Interesting Times: We have met the enemy and . . .

Economic and technological prowess buys you some respect, but it rarely buys you friends.

Masbirim Israel 521 (photo credit: Courtesy)
Masbirim Israel 521
(photo credit: Courtesy)
You might easily miss it as you’re rushing to your plane at Ben- Gurion Airport. Right by the gate where the ticket agent checks your passport and boarding pass is a display stand containing a multilingual assortment of pocket-sized brochures called Masbirim Israel – a guide produced by the Public Diplomacy and Diaspora Affairs Ministry that offers people leaving the country some tips on how to present Israel in a positive light.
In its own way, the booklet doesn’t do a bad job. True, the cover relates back to a theater-of-the-absurd campaign the ministry has been running that seeks to break the stereotype of Israel as technologically backward (we ride on camels, our homes don’t have electricity), accusations even our worst enemies have never made. But in the brochure’s favor, it does give a reasonable guide about how to talk to people (listen to them, make eye contact, employ personal stories) and avoids the traditional hasbara (public diplomacy) boilerplate on history and politics to focus on Israel’s many accomplishments in science, technology and humanitarian efforts. It even contains a map that shows the Gaza Strip and the West Bank as separate from Israel.
Strange that the settlers haven’t demanded the brochures be shredded and its authors sued under the anti-boycott law.
Spreading the word about how we developed the PillCam or the cherry tomato smooths out the rough edges of our global image. Yet, while economic and technological prowess buys you some respect, it rarely buys you friends. No one likes China just because it makes the world’s iPods or Germany because it builds such good cars.
Tel Aviv’s winning a gay-friendly award does a lot more – just witness how gay anti-Israel activists went into overdrive when American Airlines published the poll – because it shows Israelis as friendly and welcoming people and the country as a tolerant place. The city’s campaign to turn itself into a global center for start-up companies may help Israel’s image, too, even if the goals are economic, by creating a brand for itself as a place for entrepreneurs developing cool technology by day and partying by night.

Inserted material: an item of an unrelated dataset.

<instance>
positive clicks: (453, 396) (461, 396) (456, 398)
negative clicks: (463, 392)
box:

INDEED, BY portraying Israel as a Western country that is economically advanced and politically democratic, the Masbirim brochure inadvertently plays into Israel’s biggest image problems: namely that we are considered a Western country, economically advanced and politically democratic.
It invites Israel’s centrist critics to hold us to the same standards as Canada or Ireland, not those of Egypt or Lebanon, even though the kinds of neighbors we have to deal with are, in fact, Egypt and Lebanon. To those on the Left of the political spectrum, Israel’s being Western and therefore white is not just a higher standard but an indictment – prima facie evidence that Israel is a colonial holdover that belongs in the dustbin of history along with Rhodesia and British-ruled Hong Kong.
Some Israelis and their supporters in the Jewish world would like us to believe that any and all criticism of Israel is cut from the same cloth. Criticizing Israeli policies is opposing Israel and its right to exist, and opposing Israel is anti-Semitic. It makes Obama look no different from The Guardian, which is no different than Noam Chomsky, the global boycott movement or radical Islamists. Open or hidden, they all have an agenda of delegitimizing Israel.
Besides the obvious fact that this isn’t true, it is a barrier to countering the claims of Israel’s real enemies. After all, if everyone who opposes settlements is an anti-Semite, there’s no reason to follow the advice of Masbirim Israel and spend time listening to them. No need to make eye contact either. It’s enough to engage invective, preferably over blogs and Internet talkbacks where you can express your opinion unilaterally. No need to consider whether a particular policy or practice is wrongheaded because those who say it is are motivated by the worst intentions.
Yes, Israel is free and democratic like the Masbirim pamphlet says, but the entire country – including its universities, its media and its non-governmental organizations – should all march under the Zionist banner.
Let’s face it, though: Israel does have more than an image problem and the heart of it is the settlements. All of Israel’s claims to be seeking peace with our neighbors ring dubious while we keep building and expanding our presence on the same land we insist is subject to negotiation.
Israel’s worst human rights violations occur on the other side of the Green Line as an inseparable part of the settlement enterprise. The racism that exists inside Israel proper – which, despite what our fiercest critics say, is no worse than the sort common in the enlightened countries of the West – becomes notorious in the West Bank.
By making Israel and the settlements one and the same, we are telling the world not to look at the settlements as an exception like segregated buses or our treatment of refugees, to the rule of an otherwise free, democratic, egalitarian and progressive society. Rather, the settlements become an inseparable part of Israel; indeed (as the settlers like to think of themselves), the perfect expression of Zionism, the home of the nation’s most loyal sons and daughters and the future of the country. When we go out and fight the battle for global public opinion, we have no shortage of enemies, but one of the most daunting is us.